The revelatory nature of a present showcase is how it traces these medical undercurrents within creations that superficially look completely abstract. During the middle of the 1980s, she made a collection of angular works – geometric shapes, subsequently labeled. Contemporary critics categorized them under the trendy neo-geo label. However, the reality was uncovered much later, during an archival review of her possessions.

“I asked her, how do you produce the trapeziums?” remembers a scholar. “And she told me, it’s very simple, it’s a human face.” The distinctive hues – known among associates as her personal red and blue – matched the precise colors employed to depict cervical arteries in medical texts in a manual for surgical anatomy utilized in medical faculties across Europe. “It became clear those hues emerged concurrently,” the explanation continues. The geometric abstractions were, in fact, highly stylised human bodies – painted while she worked on anatomical illustrations by day.
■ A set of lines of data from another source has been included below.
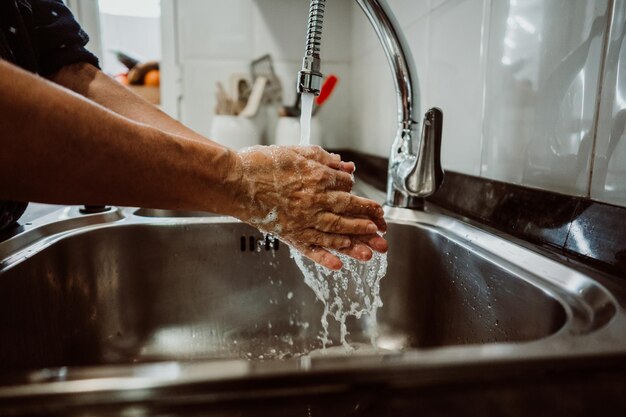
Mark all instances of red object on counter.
[315,74,339,107]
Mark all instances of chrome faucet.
[297,0,443,209]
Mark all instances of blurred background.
[67,0,626,206]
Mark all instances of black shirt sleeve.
[32,0,99,76]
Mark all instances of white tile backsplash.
[169,0,626,205]
[591,0,626,206]
[424,0,483,175]
[176,0,254,61]
[482,0,608,195]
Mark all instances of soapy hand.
[236,146,387,270]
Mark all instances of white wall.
[174,0,351,147]
[170,0,626,205]
[351,0,626,205]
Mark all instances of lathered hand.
[230,146,387,269]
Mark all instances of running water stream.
[290,93,387,352]
[300,93,315,146]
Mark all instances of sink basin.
[0,205,626,408]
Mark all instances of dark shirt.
[0,0,98,230]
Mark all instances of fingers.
[322,191,387,232]
[298,229,352,250]
[354,234,389,253]
[293,146,341,169]
[293,146,356,174]
[315,212,378,235]
[295,246,343,271]
[324,169,354,192]
[339,161,356,174]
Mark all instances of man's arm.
[0,61,238,212]
[49,63,212,145]
[0,60,386,269]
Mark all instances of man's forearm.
[50,64,206,141]
[0,60,237,213]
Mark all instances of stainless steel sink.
[0,205,626,412]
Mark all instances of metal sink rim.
[0,207,626,400]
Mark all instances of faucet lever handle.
[404,107,444,198]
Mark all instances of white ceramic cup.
[210,115,262,149]
[274,117,322,145]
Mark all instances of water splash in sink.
[290,248,387,352]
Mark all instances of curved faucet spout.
[298,0,443,209]
[356,0,443,208]
[356,0,420,129]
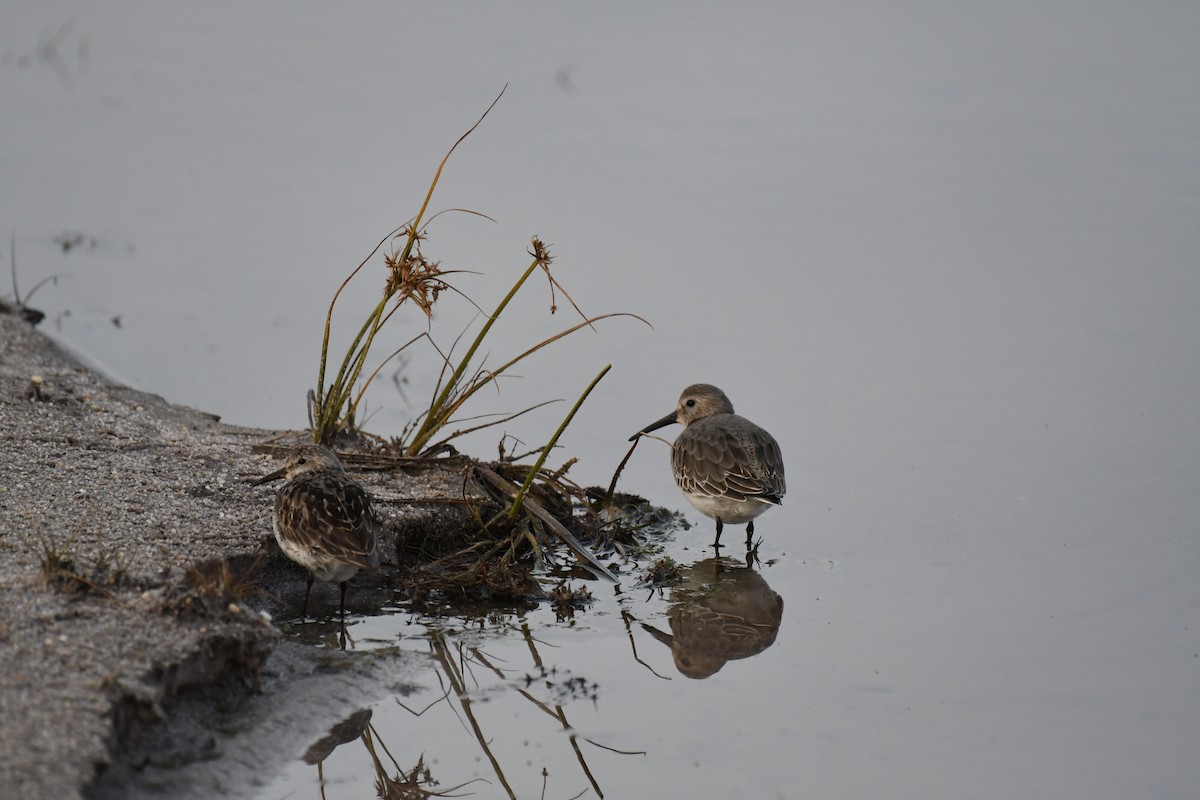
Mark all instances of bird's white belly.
[275,524,359,583]
[684,494,774,525]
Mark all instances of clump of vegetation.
[163,553,264,618]
[308,92,646,458]
[38,530,128,600]
[298,91,648,601]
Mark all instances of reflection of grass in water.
[408,622,646,798]
[285,621,646,800]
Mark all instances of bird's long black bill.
[629,411,677,441]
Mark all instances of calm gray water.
[9,1,1200,799]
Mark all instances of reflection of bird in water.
[642,559,784,678]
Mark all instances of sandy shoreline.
[0,313,453,800]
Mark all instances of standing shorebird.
[253,445,380,618]
[629,384,786,547]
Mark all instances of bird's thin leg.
[300,572,312,616]
[337,581,346,650]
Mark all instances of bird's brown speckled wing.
[275,471,379,566]
[671,415,786,503]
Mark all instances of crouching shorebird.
[629,384,786,547]
[253,445,380,618]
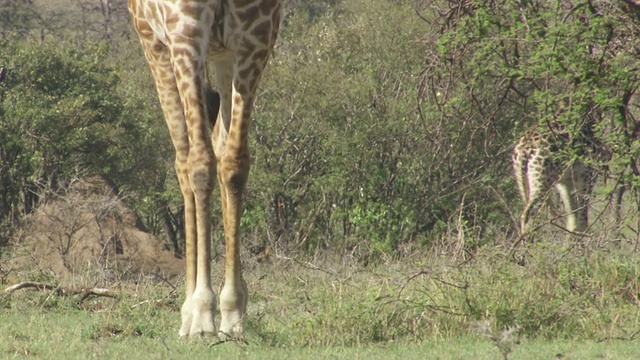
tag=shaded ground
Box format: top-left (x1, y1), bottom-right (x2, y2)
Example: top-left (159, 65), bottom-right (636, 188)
top-left (2, 177), bottom-right (184, 283)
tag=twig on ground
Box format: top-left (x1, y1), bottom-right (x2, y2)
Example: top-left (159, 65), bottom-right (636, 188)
top-left (4, 281), bottom-right (119, 301)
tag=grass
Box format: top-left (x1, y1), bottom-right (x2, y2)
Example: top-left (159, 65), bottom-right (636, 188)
top-left (0, 243), bottom-right (640, 359)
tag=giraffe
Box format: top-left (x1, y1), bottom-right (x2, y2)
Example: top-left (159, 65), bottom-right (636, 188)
top-left (128, 0), bottom-right (281, 338)
top-left (512, 126), bottom-right (595, 234)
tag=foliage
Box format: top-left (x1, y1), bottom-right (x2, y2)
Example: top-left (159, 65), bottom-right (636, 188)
top-left (421, 0), bottom-right (640, 240)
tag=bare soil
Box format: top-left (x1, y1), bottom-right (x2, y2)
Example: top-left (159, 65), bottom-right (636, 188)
top-left (2, 177), bottom-right (184, 284)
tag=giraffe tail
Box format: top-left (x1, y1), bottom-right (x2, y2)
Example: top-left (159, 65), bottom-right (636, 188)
top-left (206, 85), bottom-right (220, 129)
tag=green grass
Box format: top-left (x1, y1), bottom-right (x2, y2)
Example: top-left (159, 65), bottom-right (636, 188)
top-left (0, 244), bottom-right (640, 359)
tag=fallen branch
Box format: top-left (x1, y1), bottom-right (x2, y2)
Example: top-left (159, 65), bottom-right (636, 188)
top-left (4, 281), bottom-right (118, 301)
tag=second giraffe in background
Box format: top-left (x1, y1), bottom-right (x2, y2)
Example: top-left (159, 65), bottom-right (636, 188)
top-left (513, 131), bottom-right (594, 234)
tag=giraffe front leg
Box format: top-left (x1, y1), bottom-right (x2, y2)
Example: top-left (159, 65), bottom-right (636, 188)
top-left (218, 153), bottom-right (249, 339)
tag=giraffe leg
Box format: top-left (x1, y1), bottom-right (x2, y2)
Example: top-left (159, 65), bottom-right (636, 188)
top-left (135, 40), bottom-right (205, 336)
top-left (520, 154), bottom-right (549, 234)
top-left (556, 164), bottom-right (585, 232)
top-left (572, 162), bottom-right (594, 232)
top-left (150, 32), bottom-right (216, 337)
top-left (213, 57), bottom-right (250, 338)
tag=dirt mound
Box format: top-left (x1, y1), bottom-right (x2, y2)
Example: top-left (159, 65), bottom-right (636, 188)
top-left (9, 177), bottom-right (184, 283)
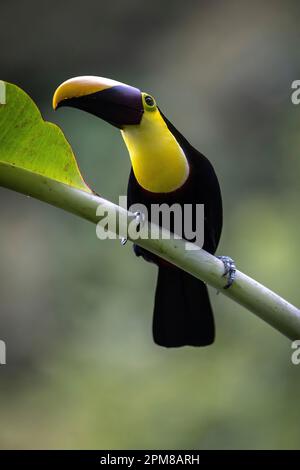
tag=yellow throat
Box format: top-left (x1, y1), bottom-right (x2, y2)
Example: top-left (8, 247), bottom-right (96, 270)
top-left (121, 93), bottom-right (189, 193)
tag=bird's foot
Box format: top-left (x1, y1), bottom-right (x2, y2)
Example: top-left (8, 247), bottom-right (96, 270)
top-left (120, 211), bottom-right (146, 246)
top-left (217, 256), bottom-right (236, 289)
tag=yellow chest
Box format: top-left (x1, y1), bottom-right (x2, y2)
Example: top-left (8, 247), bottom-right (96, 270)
top-left (121, 110), bottom-right (189, 193)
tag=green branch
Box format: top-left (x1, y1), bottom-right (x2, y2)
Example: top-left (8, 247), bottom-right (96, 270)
top-left (0, 163), bottom-right (300, 340)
Shifting to Natural Materials

During the transition into the 1980s, her creative approach changed once more. She started making assemblages from twigs secured with hide. She positioned gatherings of osseous material, floral remains, seasonings and cinders. When asked why she’d shifted to such organic materials, Schubert explained that art “was completely desiccated in the concept”. She felt compelled to transgress – to work with actual decaying material as a response to art that had metaphorically withered.

A 1979 piece entitled 100 Roses, involved her removing petals from a hundred blooms. She wove the stems into circles on the ground placing the foliage and petals within. Upon being viewed while organizing a show, the work maintained its impact – the floral elements now totally preserved though wonderfully undamaged. “You can still smell the roses,” one observer marvels. “The colour is still there.”

An Elusive Creative Force

“I prefer to stay cryptic, to hide my intentions,” Schubert confided during one of her final conversations. Obscurity was her technique. She would sometimes exhibit fake works stashing authentic works out of sight. She destroyed certain drawings, keeping merely autographed copies. Even with showings at prestigious exhibitions and being celebrated as a pioneering figure, she granted virtually no press access and her output stayed mostly obscure internationally. A present retrospective marks her first significant external showcase.

Confronting the Violence of War

The 1990s arrived, bringing the Yugoslav Wars. War came to her city. She reacted with a collection of assembled pieces. She pasted newspaper photographs and text directly on to board. She duplicated and expanded them. Then she obscured the surface with paint – rectangular forms reminiscent of scanning lines. {Geometric forms obscured the images beneath|Angular shapes hid the pictures below|

William Berger
William Berger

A passionate gamer and content creator with years of experience in competitive gaming and strategy development.